Jesus is now wiping out those distinctions and shattering the boundary the distinctions had imposed. So listen to this. If Jews could eat any kind of food without becoming unclean, that meant that when Gentiles ate those foods they were no longer defiled by them. The bottom line is that Jews and Gentiles could now eat together. And that gets us to this boundary breaking story about this Syrophoenician woman, absolutely not Jewish, asking Jesus to heal her daughter from an unclean spirit. 

 

Let’s take a look. Jesus went away to a region in Tyre to get away from everyone. Maybe he’d been walking all day, his feet were dirty and sore, his back was killing him, all he wanted to do was find a comfortable bed and take it easy for a while. While he was imagining the wonderful foot wash and nap he was going to have, a woman approaches him.
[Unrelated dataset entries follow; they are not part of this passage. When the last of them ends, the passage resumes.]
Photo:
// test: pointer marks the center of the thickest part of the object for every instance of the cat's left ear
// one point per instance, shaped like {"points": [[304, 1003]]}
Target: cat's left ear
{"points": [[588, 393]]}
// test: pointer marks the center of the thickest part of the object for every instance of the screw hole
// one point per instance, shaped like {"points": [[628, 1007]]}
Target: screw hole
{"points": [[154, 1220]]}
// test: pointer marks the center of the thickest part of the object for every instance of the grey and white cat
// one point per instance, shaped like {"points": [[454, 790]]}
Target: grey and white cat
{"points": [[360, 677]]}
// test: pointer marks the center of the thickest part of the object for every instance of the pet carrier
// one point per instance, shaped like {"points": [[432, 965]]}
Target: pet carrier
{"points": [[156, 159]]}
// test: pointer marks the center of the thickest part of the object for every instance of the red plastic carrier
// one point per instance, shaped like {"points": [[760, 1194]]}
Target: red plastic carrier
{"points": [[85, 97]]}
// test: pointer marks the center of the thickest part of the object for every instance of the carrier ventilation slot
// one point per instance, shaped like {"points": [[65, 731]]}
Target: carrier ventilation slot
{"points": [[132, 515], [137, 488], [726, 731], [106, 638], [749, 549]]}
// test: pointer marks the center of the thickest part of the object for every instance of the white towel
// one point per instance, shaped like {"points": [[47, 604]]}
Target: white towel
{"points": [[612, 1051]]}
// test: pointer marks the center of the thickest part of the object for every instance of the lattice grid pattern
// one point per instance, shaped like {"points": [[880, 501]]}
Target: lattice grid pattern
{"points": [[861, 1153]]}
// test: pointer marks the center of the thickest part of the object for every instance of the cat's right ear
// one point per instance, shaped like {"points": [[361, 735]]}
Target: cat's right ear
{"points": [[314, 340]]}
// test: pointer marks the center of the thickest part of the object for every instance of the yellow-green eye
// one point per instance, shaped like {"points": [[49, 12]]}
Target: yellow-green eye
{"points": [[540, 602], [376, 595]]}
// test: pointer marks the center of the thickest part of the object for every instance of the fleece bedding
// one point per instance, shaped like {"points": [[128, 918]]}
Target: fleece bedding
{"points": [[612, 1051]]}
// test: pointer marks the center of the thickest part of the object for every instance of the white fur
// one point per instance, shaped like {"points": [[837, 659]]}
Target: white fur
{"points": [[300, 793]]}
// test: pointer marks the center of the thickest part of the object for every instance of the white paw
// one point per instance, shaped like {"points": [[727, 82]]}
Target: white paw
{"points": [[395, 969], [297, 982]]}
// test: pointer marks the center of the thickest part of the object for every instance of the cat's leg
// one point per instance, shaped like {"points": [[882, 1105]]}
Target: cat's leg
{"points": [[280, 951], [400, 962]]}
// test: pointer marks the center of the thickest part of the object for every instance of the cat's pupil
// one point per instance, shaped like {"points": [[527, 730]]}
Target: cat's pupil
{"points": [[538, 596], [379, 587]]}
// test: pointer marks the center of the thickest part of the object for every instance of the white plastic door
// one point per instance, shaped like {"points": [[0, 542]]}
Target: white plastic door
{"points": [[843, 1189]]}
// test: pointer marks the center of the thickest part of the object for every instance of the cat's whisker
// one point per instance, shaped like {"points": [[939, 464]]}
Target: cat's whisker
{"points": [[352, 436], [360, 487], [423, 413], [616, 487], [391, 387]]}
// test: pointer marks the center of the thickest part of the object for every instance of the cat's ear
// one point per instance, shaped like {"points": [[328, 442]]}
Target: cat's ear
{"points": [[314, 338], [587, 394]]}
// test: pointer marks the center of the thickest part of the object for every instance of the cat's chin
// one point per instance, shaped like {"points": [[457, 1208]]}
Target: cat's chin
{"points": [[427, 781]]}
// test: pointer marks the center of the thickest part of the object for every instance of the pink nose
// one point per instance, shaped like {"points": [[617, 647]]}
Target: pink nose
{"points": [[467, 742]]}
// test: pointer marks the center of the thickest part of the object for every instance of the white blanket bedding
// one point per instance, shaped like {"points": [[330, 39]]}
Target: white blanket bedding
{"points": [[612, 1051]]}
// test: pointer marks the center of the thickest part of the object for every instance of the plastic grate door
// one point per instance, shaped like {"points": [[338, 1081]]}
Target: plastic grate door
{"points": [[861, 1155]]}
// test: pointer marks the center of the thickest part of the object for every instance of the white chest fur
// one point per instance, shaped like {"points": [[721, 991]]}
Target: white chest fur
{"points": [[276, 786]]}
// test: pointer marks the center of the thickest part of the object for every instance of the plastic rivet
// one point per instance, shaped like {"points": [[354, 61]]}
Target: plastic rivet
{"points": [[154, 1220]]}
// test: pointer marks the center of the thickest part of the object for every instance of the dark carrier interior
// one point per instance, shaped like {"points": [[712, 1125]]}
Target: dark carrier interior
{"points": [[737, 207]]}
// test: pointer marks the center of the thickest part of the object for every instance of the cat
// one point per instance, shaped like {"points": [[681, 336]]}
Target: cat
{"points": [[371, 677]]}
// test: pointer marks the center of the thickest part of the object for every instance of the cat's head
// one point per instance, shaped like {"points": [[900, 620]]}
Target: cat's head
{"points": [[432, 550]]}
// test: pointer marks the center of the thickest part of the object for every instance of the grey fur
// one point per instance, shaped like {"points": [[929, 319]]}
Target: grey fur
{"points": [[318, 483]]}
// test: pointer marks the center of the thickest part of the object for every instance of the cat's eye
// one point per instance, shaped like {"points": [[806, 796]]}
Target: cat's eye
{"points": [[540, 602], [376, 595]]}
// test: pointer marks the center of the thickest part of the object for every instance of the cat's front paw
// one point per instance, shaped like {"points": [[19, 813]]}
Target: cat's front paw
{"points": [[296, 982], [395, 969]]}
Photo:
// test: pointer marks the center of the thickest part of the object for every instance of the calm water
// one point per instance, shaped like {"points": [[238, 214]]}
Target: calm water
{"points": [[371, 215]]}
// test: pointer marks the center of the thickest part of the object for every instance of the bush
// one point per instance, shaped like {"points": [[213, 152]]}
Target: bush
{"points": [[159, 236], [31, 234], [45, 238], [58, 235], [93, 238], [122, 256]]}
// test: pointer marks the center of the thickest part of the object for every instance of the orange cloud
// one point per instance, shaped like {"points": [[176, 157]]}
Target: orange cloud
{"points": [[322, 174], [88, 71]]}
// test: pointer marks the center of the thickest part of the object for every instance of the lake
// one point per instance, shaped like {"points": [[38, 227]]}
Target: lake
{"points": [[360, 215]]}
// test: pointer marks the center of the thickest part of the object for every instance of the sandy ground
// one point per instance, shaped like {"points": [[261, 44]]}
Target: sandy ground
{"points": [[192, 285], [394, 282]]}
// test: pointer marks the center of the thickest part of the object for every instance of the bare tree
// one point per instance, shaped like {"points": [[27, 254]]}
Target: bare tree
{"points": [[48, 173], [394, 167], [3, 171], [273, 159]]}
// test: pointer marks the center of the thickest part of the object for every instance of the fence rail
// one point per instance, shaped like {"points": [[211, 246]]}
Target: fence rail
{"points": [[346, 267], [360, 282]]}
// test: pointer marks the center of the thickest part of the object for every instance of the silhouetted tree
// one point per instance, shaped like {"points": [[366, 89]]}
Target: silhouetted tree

Not a Jewish woman, but a Gentile woman, a Syrophoenician at that, a woman so very far outside of Jesus' neighborhood. 

 

Now this woman who in her time and place had no right to speak to Jesus asks Jesus to heal her daughter. She must have been desperate. She must have been at the end of her rope. Not unlike the woman who touched Jesus’ cloak, not unlike the woman at the well. Women, who just want to be well, to have their children well, who want to be seen. 

 

But Jesus is tired, there’s no excuse for it, and Jesus barks back at her. “Let the children be fed first, for it is not fair to take the children’s food and throw it to the dogs.” The children in this story are the people of Israel, the Jews. She retorts, and reminds him that even the dogs under the table get the children’s bread crumbs. The dogs in this story are the Gentiles. What is astounding in this is that this woman has stood up to Jesus when Jesus is at his very worst, there really is no excuse for his words and behaviors here, and she claims that Jesus’ mission is not only to the Jews but everyone else as well. This is huge, the bread that Jesus breaks is for Jews as well as Gentiles. The boundaries are broken.

 

This woman shows us that Jesus’ boundary breaking mission is for all people. Where the traditions of the elders and the religious law could see only an outcast, Jesus sees the woman’s heart of faith. Jesus heals her child. Jesus does not hold his saving power in reserve but expands the circle of God’s mercy to include those once considered outsiders. Jesus welcomes all who put their faith in him. It is at this very point that Love wins because Love crosses boundaries. Love crosses the walls that we have erected. Love pushes against long held prejudices and practices that keep people apart. When we know better, we do better. 

 

Following Jesus is about breaking down boundaries. Following Jesus is about participating in systems that welcome all God’s beloveds and divesting ourselves of systems that continue to exclude and divide. When you have more than you need, you build a bigger table, not a thicker wall.  

 

Jesus is the bread that feeds us, all of us. God’s reign includes every one of us, there are no boundaries separating Jew from Greek, black from white from indigenous or alien, gay or straight or both or none. When we know better, we go out and do better. We go out and with this Syrophoenician woman we change the systems that keep us divided. We call out the systems that continue to oppress. And we always offer the bread of life to each and every person. Amen.